Parsing unstructured Text in Camel

classic Classic list List threaded Threaded
14 messages Options
Reply | Threaded
Open this post in threaded view
|

Parsing unstructured Text in Camel

Jan Bernhardt
Hi Camel Users,


is there any component which helps me to parse plain text? Not JSON, XML or CSV.


My use case is that I receive an E-Mail with multiple keywords in the Subject as well as in the body.

I could not find any component that would help me to parse certain values from my multiline plaintext.


I need something like freemarker but the other way around. Getting the fulltext and parsing certain values from this text (for example with regex).


Any help would be much appreciated.


Many thanks

Jan
Reply | Threaded
Open this post in threaded view
|

Re: Parsing unstructured Text in Camel

Jean-Baptiste Onofré
Hi Jan

You can always use a custom processor for that.

Regards
JB⁣​

On Nov 25, 2016, 08:16, at 08:16, Jan Bernhardt <[hidden email]> wrote:

>Hi Camel Users,
>
>
>is there any component which helps me to parse plain text? Not JSON,
>XML or CSV.
>
>
>My use case is that I receive an E-Mail with multiple keywords in the
>Subject as well as in the body.
>
>I could not find any component that would help me to parse certain
>values from my multiline plaintext.
>
>
>I need something like freemarker but the other way around.
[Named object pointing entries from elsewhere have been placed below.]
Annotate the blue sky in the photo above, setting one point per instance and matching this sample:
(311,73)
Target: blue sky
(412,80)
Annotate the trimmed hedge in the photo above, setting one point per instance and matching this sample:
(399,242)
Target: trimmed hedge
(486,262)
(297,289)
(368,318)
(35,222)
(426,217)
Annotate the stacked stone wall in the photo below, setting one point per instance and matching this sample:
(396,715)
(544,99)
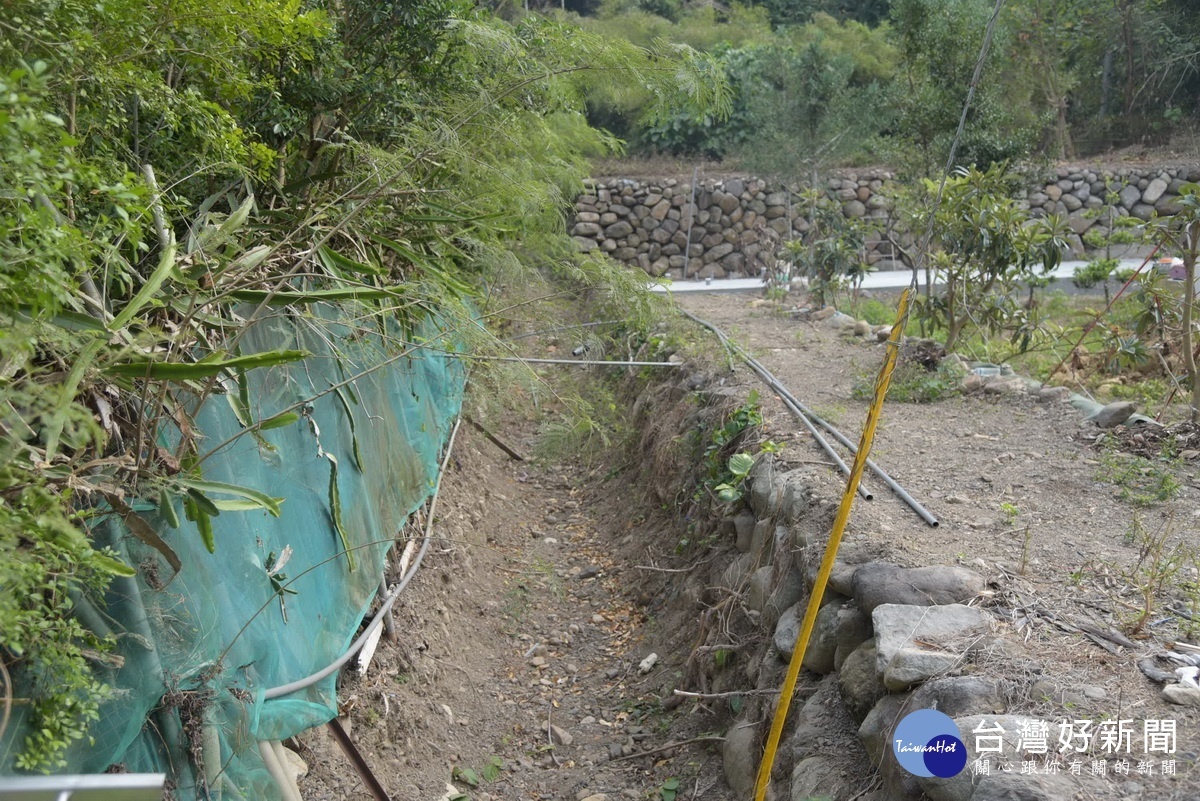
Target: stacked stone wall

Getting the
>fulltext and parsing certain values from this text (for example with
>regex).
>
>
>Any help would be much appreciated.
>
>
>Many thanks
>
>Jan
Reply | Threaded
Open this post in threaded view
|

AW: Parsing unstructured Text in Camel

Jan Matèrne (jhm)
In reply to this post by Jan Bernhardt
I dont think that there is such a component.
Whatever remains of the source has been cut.